Ao Senado Federal compete, privativamente, processar e julgar o Presidente e o Vice-Presidente da República nos crimes de responsabilidade e os Ministros de Estado nos crimes da mesma natureza conexo com aqueles; processar e julgar os Ministros do Supremo Tribunal Federal, o Procurador-Geral da República e o Advogado-Geral da União nos crimes de responsabilidade (Const., art. 52, I e II). Nesses casos, funciona como Presidente o do Supremo Tribunal Federal, limitando-se a condenação, que somente pode ser proferida por dois terços dos votos do Senado Federal, à perda do cargo, com inabilitação, por oito anos, para o exercício de função pública, sem prejuízo das demais sanções judiciais cabíveis (Const., art. 52, parágrafo único).

Pergunta-se: pode o Supremo Tribunal Federal intervir nesses processos, que são, declaradamente, da competência privativa do Congresso Nacional?

Sim, responde o Supremo Tribunal Federal, desde que se alegue lesão ou ameaça a direito.

No MS 20.941-1/DF (impeachment do Presidente José Sarney), o Supremo Tribunal Federal rejeitou a preliminar de falta de jurisdição do Poder Judiciário, afirmando que, embora a autorização prévia para a instauração e a decisão final de processo de impeachment sejam medidas de natureza predominantemente política – cujo mérito é insuscetível de controle judicial – a esse cabe submeter a regularidade do processo, sempre que, no desenvolvimento dele, se alegue violação ou ameaça ao direito das partes. Rejeitada liminarmente denúncia popular pelo Presidente da Câmara dos Deputados, têm os denunciantes legitimidade para postular, em mandado de segurança, a nulidade do ato. (STF, Plenário, MS 20.941-1/DF, Min. Sepúlveda Pertence, relator, j. 9.2.1990).

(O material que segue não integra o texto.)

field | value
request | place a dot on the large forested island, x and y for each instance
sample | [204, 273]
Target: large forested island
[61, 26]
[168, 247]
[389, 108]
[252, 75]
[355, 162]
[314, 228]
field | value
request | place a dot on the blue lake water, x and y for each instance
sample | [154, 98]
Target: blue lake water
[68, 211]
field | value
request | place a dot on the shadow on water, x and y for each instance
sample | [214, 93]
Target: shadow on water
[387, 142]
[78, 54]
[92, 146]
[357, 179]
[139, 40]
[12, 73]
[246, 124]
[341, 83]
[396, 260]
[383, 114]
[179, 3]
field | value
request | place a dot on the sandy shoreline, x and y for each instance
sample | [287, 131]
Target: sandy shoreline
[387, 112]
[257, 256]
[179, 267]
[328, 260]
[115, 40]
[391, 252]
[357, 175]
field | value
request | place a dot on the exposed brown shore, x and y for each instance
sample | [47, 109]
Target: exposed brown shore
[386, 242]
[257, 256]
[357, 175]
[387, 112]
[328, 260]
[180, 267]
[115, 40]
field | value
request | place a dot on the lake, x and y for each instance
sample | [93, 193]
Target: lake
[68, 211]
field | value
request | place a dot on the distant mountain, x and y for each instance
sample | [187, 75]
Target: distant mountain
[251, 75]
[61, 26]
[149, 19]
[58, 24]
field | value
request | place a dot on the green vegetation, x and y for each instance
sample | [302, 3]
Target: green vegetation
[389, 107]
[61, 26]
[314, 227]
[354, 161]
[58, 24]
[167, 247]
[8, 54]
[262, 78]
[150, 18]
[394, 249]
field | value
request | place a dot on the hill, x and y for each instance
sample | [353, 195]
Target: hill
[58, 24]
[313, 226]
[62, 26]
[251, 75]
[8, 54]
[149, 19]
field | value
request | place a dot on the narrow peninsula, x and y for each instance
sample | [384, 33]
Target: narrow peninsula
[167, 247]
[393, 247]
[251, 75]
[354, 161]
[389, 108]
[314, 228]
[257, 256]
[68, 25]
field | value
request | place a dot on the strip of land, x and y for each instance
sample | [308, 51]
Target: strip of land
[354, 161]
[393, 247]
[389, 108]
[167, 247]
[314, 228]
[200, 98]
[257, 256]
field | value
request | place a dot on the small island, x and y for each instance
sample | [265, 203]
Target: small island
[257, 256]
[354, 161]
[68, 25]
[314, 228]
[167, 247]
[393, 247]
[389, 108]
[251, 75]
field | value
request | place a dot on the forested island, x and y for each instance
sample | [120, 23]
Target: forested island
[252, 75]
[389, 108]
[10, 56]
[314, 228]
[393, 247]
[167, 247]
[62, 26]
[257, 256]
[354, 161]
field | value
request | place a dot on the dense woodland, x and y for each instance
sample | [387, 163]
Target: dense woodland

Também foi rejeitada a preliminar de falta de jurisdição na Questão de Ordem, no MS 21.564/DF, impetrado pelo Presidente Collor, assegurando-se-lhe o prazo de dez sessões, para a apresentação de defesa (STF, Plenário, Questão de Ordem no MS 21.564, Min. Octávio Gallotti, relator, j. 10.9.1992).

O Supremo Tribunal Federal julgou admissível o MS 21.623-9/DF, igualmente impetrado pelo Presidente Collor, para exame das alegações de cerceamento de defesa, por não ter sido inquirida testemunha arrolada e pela introdução, nos autos, de milhares de contas telefônicas, às vésperas do prazo final para a apresentação da defesa. O mandamus foi rejeitado no mérito.

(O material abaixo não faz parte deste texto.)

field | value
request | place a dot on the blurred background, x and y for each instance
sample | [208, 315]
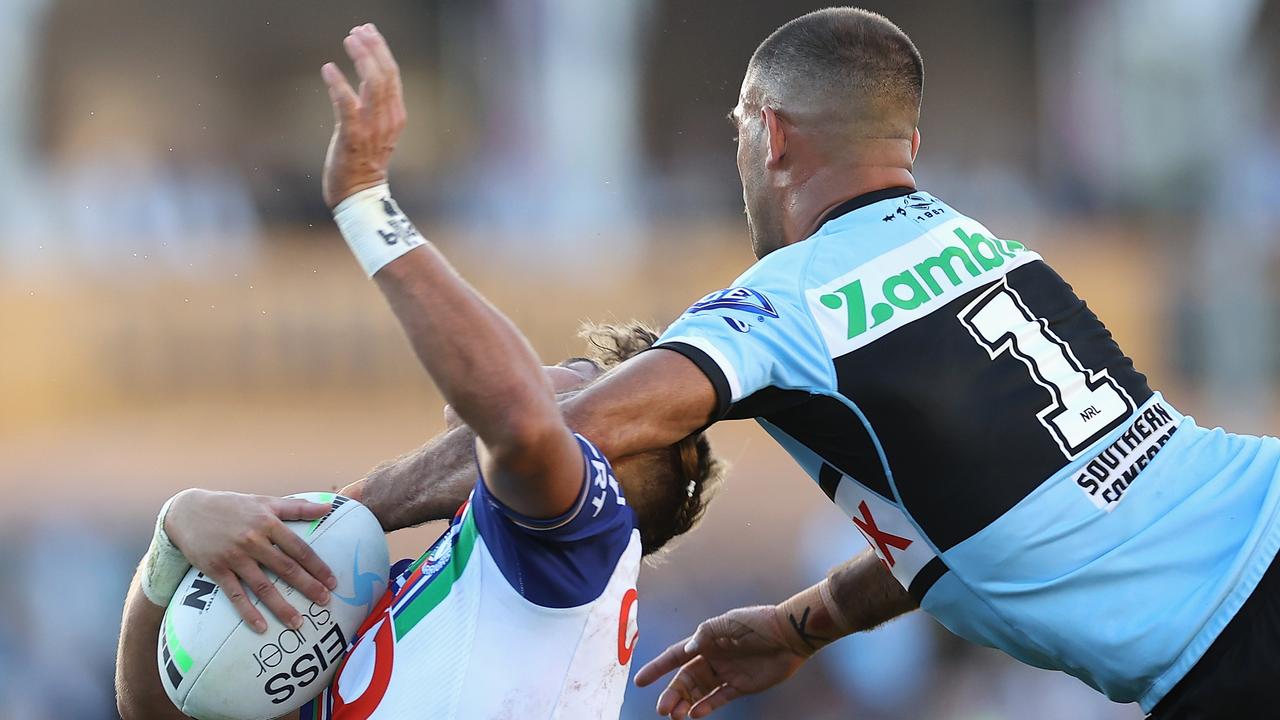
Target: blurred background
[176, 308]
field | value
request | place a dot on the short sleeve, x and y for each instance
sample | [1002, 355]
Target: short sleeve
[562, 561]
[753, 337]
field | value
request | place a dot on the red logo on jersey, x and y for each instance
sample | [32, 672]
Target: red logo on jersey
[880, 538]
[627, 646]
[375, 647]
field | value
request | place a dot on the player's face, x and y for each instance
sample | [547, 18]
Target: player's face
[763, 218]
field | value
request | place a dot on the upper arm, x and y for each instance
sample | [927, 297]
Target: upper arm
[650, 401]
[540, 477]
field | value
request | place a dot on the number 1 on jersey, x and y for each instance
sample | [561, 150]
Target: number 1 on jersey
[1086, 405]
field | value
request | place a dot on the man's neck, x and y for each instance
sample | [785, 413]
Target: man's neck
[812, 201]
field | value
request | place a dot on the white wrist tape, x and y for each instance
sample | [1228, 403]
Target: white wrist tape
[375, 228]
[165, 566]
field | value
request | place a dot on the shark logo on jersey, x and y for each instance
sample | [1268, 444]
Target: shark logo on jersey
[365, 587]
[906, 283]
[736, 299]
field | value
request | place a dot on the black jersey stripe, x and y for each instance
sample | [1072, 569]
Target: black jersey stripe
[824, 425]
[960, 428]
[926, 578]
[711, 369]
[828, 479]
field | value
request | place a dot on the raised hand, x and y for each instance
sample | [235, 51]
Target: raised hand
[366, 124]
[232, 537]
[741, 652]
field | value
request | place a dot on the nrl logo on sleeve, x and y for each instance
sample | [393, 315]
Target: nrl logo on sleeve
[736, 299]
[910, 282]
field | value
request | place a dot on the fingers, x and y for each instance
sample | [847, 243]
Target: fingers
[717, 698]
[373, 83]
[671, 659]
[288, 570]
[260, 586]
[298, 509]
[346, 104]
[376, 44]
[234, 592]
[301, 552]
[694, 682]
[355, 491]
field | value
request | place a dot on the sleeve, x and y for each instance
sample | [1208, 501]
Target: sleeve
[752, 337]
[562, 561]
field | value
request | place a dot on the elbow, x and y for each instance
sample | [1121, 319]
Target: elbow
[522, 445]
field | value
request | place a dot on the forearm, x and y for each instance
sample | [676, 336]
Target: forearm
[138, 689]
[479, 360]
[426, 484]
[856, 596]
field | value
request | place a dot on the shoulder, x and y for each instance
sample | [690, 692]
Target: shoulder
[561, 561]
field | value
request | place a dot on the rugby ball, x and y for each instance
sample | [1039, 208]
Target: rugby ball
[213, 664]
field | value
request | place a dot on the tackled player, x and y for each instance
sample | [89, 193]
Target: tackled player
[539, 564]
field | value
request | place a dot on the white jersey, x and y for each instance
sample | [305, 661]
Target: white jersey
[504, 616]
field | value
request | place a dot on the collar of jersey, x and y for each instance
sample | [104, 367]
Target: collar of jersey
[863, 201]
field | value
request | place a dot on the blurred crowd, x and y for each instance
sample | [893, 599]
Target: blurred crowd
[177, 310]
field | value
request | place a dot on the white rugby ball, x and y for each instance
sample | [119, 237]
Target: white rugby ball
[214, 666]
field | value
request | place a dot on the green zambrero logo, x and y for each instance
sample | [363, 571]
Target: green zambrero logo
[919, 282]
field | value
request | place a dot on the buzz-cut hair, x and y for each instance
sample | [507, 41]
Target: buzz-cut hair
[849, 63]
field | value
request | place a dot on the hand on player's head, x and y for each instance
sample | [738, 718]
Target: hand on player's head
[366, 123]
[232, 537]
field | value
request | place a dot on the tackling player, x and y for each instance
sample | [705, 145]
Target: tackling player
[538, 566]
[1014, 474]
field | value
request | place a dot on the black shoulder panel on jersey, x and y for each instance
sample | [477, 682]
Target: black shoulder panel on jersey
[926, 578]
[824, 425]
[961, 431]
[709, 368]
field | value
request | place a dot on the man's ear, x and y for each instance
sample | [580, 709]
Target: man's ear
[775, 136]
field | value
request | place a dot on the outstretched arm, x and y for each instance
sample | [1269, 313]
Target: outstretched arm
[750, 650]
[479, 360]
[205, 527]
[649, 401]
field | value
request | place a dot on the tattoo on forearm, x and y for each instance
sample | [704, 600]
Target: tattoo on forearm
[800, 628]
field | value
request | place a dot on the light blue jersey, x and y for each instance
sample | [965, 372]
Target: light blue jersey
[979, 425]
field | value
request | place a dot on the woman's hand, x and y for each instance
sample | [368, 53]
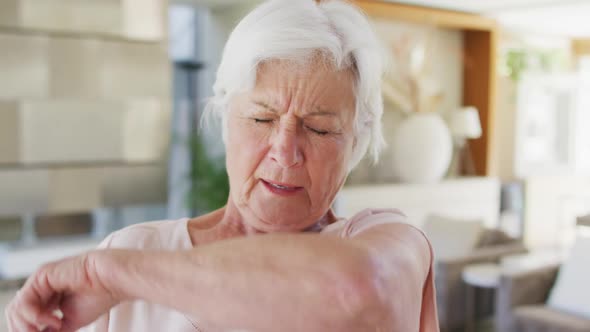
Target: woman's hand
[62, 296]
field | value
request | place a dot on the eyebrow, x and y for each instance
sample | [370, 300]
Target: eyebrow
[317, 112]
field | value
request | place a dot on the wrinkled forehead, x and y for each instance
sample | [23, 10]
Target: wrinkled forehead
[306, 86]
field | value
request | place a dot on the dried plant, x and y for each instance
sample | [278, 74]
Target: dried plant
[408, 84]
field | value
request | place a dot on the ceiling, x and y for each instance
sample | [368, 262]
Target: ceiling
[489, 6]
[562, 18]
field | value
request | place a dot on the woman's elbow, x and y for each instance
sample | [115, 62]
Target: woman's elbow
[363, 297]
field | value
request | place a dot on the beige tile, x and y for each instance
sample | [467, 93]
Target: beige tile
[145, 19]
[146, 131]
[9, 132]
[23, 191]
[79, 189]
[9, 12]
[134, 185]
[62, 132]
[69, 131]
[135, 70]
[96, 16]
[24, 66]
[74, 190]
[75, 66]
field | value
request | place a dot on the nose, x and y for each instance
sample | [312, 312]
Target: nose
[286, 150]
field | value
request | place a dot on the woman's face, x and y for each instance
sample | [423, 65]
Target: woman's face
[289, 143]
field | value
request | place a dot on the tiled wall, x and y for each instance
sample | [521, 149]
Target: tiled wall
[84, 105]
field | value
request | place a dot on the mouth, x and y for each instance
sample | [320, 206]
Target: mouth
[281, 188]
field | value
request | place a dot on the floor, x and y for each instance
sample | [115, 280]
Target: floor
[6, 296]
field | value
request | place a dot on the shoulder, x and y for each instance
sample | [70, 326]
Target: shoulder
[366, 219]
[163, 234]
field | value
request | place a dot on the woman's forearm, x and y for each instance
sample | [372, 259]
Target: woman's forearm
[297, 282]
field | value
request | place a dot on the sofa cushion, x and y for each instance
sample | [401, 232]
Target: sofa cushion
[571, 292]
[543, 318]
[452, 238]
[493, 237]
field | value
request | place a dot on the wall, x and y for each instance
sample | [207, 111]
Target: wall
[444, 65]
[84, 105]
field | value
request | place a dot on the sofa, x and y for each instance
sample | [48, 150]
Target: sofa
[457, 244]
[552, 298]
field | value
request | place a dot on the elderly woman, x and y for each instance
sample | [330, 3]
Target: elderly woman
[298, 92]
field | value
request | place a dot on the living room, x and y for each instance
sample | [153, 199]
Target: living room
[484, 121]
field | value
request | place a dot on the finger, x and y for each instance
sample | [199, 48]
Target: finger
[20, 324]
[48, 321]
[38, 314]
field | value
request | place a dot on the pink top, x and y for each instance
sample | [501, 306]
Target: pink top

Acossado, o Presidente Collor renunciou ao mandato. Mesmo assim, o Senado lhe aplicou a pena de inabilitação, por oito anos, para o exercício de função pública. O Supremo Tribunal Federal examinou e afirmou a legalidade dessa imposição, no MS 21.689, Min. Carlos Velloso, relator, j. 16.12.1993. Foi vencido o Ministro Paulo Brossard, afirmando que as decisões do Senado são incontrastáveis, irrecorríveis, irrevisíveis, definitivas. Quando julga o Presidente da República, o Senado não procede como órgão legislativo, mas como órgão judicial, exercendo jurisdição recebida da Constituição, e de cujas decisões não há recurso para nenhum tribunal. Por mais eminentes que sejam as atribuições do STF, e o são, ele não é curador do Senado e sobre ele não exerce curatela. No particular, a Constituição traçou, com nitidez matemática, as atribuições privativas do Senado e do Supremo Tribunal Federal.